P. malariae cases were treated with 25 mg/kg of chloroquine
divided in three doses. Primaquine and pyrimethamine-sulfadoxine-mefloquine
was not given to infants and pregnant women. The later were treated
with quinine. A new episode of slide-positive malaria was considered
to be a relapse or recrudescence if it occurred within six months
(P. vivax), or one month (P. falciparum)
after a previous episode of acute malaria diagnosed during the study.
Malariometric
parameters considered were: annual parasite index (API = malaria
cases divided by the population under surveillance multiply by 1000),
slide-positive rate (SPR = percentage of slides positives for malaria),
and slide-positive percentage by species (percentage of parasite
of each Plasmodium species). The association between malaria
cases and age group was determined using a logistical regression
model in Stata (version 7.0; Stata Corporation, College Station,
TX, US). The age group of children under 10 years was considered
as the base line.
Mosquito
collections - Human landing catches of anopheline mosquitoes
were carried out inside selected dwellings in the village of Santa
María de los Guaicas. The houses had thatched roofs and incomplete
mud walls. Collectors worked in pairs catching with a mouth aspirator
all mosquitoes landing on a person resting inside his hammock, from
19:00 to 06:00 h, five to eight nights per month for 13 months between
February 1994 and February 1995. Captured mosquitoes were placed
in paper cups, a new cup being started every hour. After identification,
mosquitoes were counted and stored over silica gel at room temperature
until assayed by enzyme-linked immunosorbent assay (ELISA). Climatological
data were obtain from the Ministerio del Ambiente y los Recursos
Naturales Renovables (MARNR) weather station located in Santa Maria
de lo Guaicas.
Mosquito
preparation and ELISA - Abdomens, wings, and legs of
dried female Anopheles were removed to reduce the risk of
detection of circumsporozoite (CS) antigen from parts of the body
other than the salivary glands. Mosquitoes of the same species and
date of collection were combined in pools of up to 10; this criteria
is accepted in areas where infections rates are less than 1%, because
it is highly unlikely that more than one mosquito is infected in
one pool. The ELISA protocol described by Wirtz et al. (1987, 1992)

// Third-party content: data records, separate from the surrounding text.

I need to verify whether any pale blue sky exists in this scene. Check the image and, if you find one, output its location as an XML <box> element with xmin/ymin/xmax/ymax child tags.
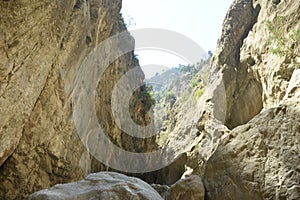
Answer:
<box><xmin>122</xmin><ymin>0</ymin><xmax>233</xmax><ymax>76</ymax></box>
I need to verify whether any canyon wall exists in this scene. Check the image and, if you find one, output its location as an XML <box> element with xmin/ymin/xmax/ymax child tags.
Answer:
<box><xmin>0</xmin><ymin>0</ymin><xmax>152</xmax><ymax>199</ymax></box>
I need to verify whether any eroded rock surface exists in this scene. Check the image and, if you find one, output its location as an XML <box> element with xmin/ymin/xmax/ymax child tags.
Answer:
<box><xmin>166</xmin><ymin>175</ymin><xmax>205</xmax><ymax>200</ymax></box>
<box><xmin>29</xmin><ymin>172</ymin><xmax>163</xmax><ymax>200</ymax></box>
<box><xmin>0</xmin><ymin>0</ymin><xmax>152</xmax><ymax>200</ymax></box>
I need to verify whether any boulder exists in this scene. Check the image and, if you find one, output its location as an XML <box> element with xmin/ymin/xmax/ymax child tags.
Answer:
<box><xmin>29</xmin><ymin>172</ymin><xmax>163</xmax><ymax>200</ymax></box>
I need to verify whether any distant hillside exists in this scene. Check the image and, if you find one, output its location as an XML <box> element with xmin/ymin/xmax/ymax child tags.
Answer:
<box><xmin>146</xmin><ymin>59</ymin><xmax>210</xmax><ymax>146</ymax></box>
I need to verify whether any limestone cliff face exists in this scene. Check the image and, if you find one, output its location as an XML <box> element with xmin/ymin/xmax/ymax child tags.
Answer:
<box><xmin>0</xmin><ymin>0</ymin><xmax>152</xmax><ymax>199</ymax></box>
<box><xmin>156</xmin><ymin>0</ymin><xmax>300</xmax><ymax>199</ymax></box>
<box><xmin>203</xmin><ymin>0</ymin><xmax>300</xmax><ymax>199</ymax></box>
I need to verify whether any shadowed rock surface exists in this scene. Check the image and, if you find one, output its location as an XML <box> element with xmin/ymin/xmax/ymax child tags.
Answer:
<box><xmin>0</xmin><ymin>0</ymin><xmax>154</xmax><ymax>199</ymax></box>
<box><xmin>0</xmin><ymin>0</ymin><xmax>300</xmax><ymax>200</ymax></box>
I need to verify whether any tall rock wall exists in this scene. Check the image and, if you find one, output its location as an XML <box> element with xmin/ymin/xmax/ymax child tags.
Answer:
<box><xmin>154</xmin><ymin>0</ymin><xmax>300</xmax><ymax>199</ymax></box>
<box><xmin>0</xmin><ymin>0</ymin><xmax>152</xmax><ymax>199</ymax></box>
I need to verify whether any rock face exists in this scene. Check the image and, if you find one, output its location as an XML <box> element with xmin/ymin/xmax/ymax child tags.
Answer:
<box><xmin>0</xmin><ymin>0</ymin><xmax>152</xmax><ymax>199</ymax></box>
<box><xmin>29</xmin><ymin>172</ymin><xmax>163</xmax><ymax>200</ymax></box>
<box><xmin>154</xmin><ymin>0</ymin><xmax>300</xmax><ymax>199</ymax></box>
<box><xmin>166</xmin><ymin>175</ymin><xmax>205</xmax><ymax>200</ymax></box>
<box><xmin>203</xmin><ymin>0</ymin><xmax>300</xmax><ymax>199</ymax></box>
<box><xmin>204</xmin><ymin>92</ymin><xmax>300</xmax><ymax>200</ymax></box>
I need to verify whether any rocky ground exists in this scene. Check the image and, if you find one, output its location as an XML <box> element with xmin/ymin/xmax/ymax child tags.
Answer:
<box><xmin>0</xmin><ymin>0</ymin><xmax>300</xmax><ymax>200</ymax></box>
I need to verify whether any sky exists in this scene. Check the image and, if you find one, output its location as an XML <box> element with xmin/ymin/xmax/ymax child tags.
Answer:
<box><xmin>121</xmin><ymin>0</ymin><xmax>233</xmax><ymax>76</ymax></box>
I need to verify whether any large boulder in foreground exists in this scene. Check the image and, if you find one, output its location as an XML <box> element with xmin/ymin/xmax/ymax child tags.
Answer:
<box><xmin>29</xmin><ymin>172</ymin><xmax>162</xmax><ymax>200</ymax></box>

was followed to detect CS proteins of P. falciparum, P.
vivax-210, and 247 polymorphs and P. malariae. Positive
and negative controls were run on every ELISA test plate. Positive
controls consisted of 0.1ng of recombinant P. fal-ciparum
CS protein, 0.04 ng of P. vivax-210 CS protein, 1.25 ng of
P. vivax-247 CS protein, and 250 ng of P. malariae
CS protein. Laboratory-raised An. albi-manus males were used
for negative controls in all assays. All readings were analyzed
at 405 nm recorded with a Molecular Devices ELISA plate reader 30
min after the addition of the ABTS substrate. Samples were considered
positive upon confirmation if absorbance values exceeded two times
the mean of seven negative controls.